EU extends ‘temporary protection’ for Ukrainian refugees until 2024

by time news

Brussels’ solidarity with kyiv is not expressed only by sending arms or sanctions against Russia. Since the beginning of the conflict, lists EUObserver.com, no less than 4.2 million Ukrainians have been granted refugee status in a European Union country, under the “temporary protection directive”. A device that has enabled these people fleeing the conflict “to have the opportunity to work, go to school or even access medical services” of the states that hosted them, specifies the information site.

The effects of this directive were to end in March 2023, but, finally, the Commissioner for Home Affairs, Ylva Johansson, announced that this device will be extended until March 2024, with, as a bonus, an important novelty. Until now, the many Ukrainians who, after having fled, had decided to return to their country had to deregister from the protection programme.

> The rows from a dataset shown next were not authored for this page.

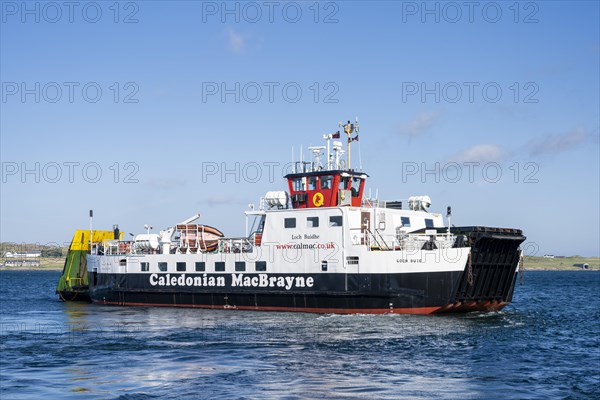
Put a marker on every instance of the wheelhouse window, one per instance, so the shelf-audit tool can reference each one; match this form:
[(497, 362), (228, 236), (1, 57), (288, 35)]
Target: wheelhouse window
[(260, 266), (240, 266), (298, 184), (326, 182), (335, 220), (355, 186)]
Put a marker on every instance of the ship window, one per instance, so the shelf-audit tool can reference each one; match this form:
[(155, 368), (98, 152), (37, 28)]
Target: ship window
[(260, 266), (326, 182), (240, 266), (335, 220), (355, 187), (298, 184)]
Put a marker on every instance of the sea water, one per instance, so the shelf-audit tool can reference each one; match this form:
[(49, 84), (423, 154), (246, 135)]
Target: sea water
[(546, 344)]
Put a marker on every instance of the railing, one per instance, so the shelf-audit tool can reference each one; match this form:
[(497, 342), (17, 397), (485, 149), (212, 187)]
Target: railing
[(236, 245)]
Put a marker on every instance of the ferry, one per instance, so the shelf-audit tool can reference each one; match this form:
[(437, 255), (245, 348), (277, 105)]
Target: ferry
[(320, 246)]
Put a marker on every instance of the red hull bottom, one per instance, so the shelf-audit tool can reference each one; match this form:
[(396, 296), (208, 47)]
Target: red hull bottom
[(451, 308)]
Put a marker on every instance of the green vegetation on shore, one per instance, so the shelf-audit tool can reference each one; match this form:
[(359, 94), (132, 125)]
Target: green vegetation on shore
[(559, 264)]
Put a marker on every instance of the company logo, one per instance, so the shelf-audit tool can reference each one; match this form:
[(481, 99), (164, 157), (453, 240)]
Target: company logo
[(318, 199)]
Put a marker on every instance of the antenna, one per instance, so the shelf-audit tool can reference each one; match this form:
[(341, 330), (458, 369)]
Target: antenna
[(356, 128), (91, 230), (316, 150)]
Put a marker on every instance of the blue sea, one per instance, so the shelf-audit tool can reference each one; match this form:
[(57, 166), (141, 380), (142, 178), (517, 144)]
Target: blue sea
[(545, 345)]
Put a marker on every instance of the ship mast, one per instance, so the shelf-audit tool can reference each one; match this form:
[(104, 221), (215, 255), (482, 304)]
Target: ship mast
[(349, 129)]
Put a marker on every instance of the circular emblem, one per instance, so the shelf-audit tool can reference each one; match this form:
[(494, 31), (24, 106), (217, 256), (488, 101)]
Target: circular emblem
[(318, 199)]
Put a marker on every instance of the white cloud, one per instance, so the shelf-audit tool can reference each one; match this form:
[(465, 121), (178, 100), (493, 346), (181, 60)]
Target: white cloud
[(480, 153), (419, 124), (553, 144)]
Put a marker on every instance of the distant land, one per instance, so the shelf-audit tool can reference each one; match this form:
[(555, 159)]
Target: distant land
[(53, 258)]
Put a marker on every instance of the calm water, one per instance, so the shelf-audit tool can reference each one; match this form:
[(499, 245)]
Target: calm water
[(546, 344)]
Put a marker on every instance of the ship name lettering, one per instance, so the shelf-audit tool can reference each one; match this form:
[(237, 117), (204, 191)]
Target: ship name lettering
[(183, 280), (263, 280)]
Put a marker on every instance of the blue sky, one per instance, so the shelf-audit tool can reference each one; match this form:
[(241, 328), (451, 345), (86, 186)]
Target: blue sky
[(137, 88)]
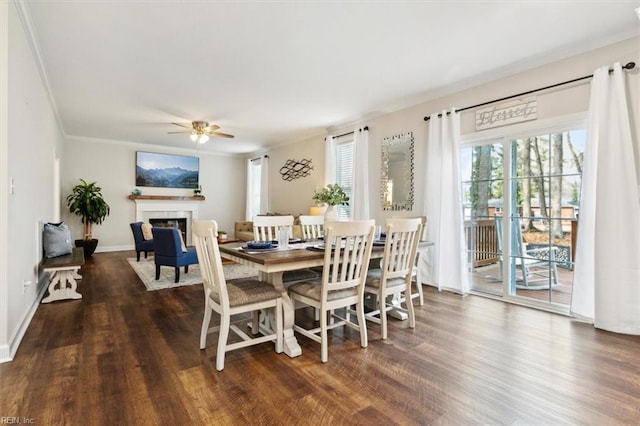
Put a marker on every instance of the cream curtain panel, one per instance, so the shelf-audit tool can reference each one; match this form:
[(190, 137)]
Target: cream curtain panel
[(606, 287), (248, 199), (360, 201), (445, 265), (264, 184)]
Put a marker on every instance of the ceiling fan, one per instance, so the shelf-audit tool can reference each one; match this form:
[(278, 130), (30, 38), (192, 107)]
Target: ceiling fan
[(201, 130)]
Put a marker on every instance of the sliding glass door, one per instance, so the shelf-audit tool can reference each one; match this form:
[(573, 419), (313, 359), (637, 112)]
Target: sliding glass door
[(522, 198)]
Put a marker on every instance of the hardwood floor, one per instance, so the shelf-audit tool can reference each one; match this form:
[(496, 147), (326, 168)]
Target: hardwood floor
[(123, 355)]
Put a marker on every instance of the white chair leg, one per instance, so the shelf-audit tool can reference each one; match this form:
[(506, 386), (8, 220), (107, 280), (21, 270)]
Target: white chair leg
[(255, 322), (362, 325), (410, 309), (419, 287), (279, 327), (225, 322), (419, 282), (383, 316), (205, 326), (323, 337)]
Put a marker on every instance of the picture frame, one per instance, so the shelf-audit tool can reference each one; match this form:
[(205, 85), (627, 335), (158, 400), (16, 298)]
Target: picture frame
[(167, 170)]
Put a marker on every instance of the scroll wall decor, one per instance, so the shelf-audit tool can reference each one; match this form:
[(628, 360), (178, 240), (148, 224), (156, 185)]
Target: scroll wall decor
[(294, 169)]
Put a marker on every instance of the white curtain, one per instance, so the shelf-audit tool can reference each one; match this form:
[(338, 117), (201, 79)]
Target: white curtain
[(249, 200), (329, 160), (446, 265), (606, 287), (264, 185), (360, 202)]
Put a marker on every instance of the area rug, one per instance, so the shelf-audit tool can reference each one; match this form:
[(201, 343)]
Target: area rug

An obligation that will be abolished, announced Johansson, since “Ukrainians returning home will be able to retain their protection status at home in case they have to flee again,” explains the medium.

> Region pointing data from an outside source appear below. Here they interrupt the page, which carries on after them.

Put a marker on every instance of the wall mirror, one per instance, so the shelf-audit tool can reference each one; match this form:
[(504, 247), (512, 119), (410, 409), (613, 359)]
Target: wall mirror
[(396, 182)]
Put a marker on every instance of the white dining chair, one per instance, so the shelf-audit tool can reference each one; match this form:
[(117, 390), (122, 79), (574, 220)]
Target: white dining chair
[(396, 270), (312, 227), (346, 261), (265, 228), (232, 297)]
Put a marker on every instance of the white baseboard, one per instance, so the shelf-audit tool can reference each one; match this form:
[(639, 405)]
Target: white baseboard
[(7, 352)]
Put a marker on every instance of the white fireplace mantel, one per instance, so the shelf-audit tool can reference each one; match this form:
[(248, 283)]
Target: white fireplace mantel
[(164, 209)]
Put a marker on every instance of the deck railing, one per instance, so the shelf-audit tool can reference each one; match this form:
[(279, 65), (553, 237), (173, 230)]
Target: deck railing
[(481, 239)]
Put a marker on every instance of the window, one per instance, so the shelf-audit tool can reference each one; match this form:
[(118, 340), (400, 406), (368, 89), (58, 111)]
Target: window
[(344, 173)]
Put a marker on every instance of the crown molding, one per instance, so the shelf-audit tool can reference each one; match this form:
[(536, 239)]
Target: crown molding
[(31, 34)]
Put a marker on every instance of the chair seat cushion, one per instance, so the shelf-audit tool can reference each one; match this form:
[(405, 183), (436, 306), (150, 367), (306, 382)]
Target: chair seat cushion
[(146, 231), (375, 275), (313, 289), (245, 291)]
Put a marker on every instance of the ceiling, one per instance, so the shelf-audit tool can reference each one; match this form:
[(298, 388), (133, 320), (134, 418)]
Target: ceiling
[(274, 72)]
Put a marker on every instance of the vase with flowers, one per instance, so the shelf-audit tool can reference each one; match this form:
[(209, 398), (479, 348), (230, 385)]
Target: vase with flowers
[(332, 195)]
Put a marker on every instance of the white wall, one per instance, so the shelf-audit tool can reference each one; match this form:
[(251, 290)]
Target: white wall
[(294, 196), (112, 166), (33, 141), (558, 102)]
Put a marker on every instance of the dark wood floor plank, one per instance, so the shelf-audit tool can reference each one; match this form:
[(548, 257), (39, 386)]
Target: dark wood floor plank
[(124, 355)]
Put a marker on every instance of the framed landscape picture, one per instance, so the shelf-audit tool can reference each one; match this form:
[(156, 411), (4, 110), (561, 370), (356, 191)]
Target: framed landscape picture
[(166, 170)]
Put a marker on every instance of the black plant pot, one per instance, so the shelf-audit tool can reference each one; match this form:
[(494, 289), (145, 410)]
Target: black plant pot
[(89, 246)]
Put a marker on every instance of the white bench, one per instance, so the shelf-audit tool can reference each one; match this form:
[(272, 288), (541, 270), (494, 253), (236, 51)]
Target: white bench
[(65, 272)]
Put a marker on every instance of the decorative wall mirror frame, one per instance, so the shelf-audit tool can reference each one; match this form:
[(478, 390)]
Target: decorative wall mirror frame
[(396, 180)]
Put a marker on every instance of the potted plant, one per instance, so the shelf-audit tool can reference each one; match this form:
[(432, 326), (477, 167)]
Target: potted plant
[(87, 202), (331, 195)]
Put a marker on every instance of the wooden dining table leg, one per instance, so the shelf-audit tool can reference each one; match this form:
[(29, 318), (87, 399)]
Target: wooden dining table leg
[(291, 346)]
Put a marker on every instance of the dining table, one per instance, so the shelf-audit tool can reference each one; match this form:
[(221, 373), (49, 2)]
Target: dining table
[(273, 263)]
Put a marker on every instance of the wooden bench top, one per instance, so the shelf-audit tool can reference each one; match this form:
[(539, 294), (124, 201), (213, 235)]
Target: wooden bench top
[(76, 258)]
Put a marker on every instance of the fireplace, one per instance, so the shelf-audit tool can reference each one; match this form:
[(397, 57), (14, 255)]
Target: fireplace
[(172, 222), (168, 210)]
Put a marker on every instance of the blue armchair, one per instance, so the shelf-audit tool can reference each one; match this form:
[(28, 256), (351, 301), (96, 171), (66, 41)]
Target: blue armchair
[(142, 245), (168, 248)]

From now on, a simple notification of their departure will suffice, the objective being not to discourage Ukrainians from returning for fear of losing their protection, in a context where they could be obliged to emigrate again.

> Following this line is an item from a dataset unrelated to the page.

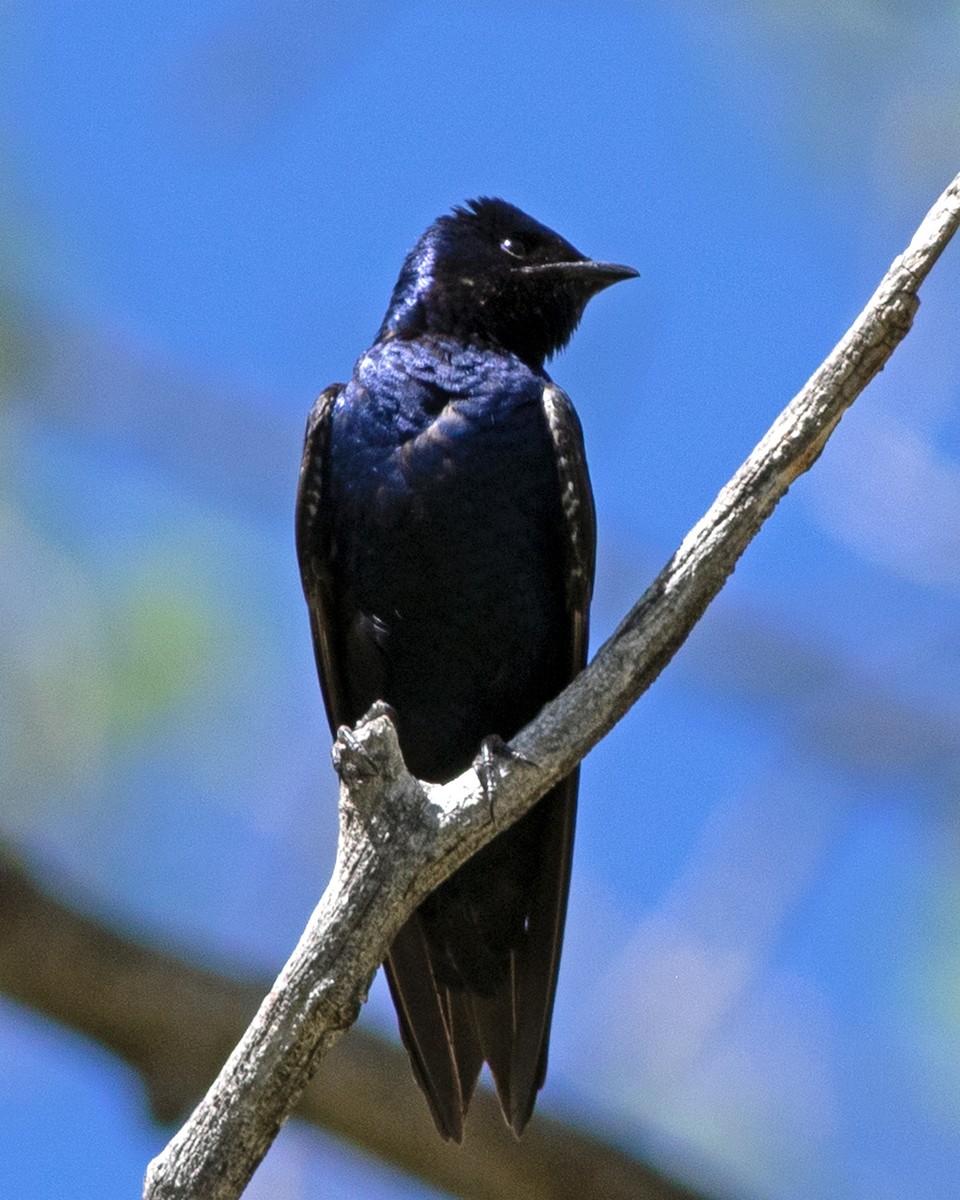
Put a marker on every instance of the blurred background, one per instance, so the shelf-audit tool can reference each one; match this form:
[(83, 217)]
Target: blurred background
[(203, 209)]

The massive emigration created by this conflict “had not been observed since the Second World War”, recalls the media, which relays, by way of conclusion, a reflection of the United Nations High Commissioner for Refugees (UNHCR), Filippo Grandi. According to him, welcoming millions of Ukrainians would have broken the “mythes antimigrants” : “[L’année dernière,] everyone still thought that Europe was incapable of managing a few dozen people disembarked by boat”, did he declare.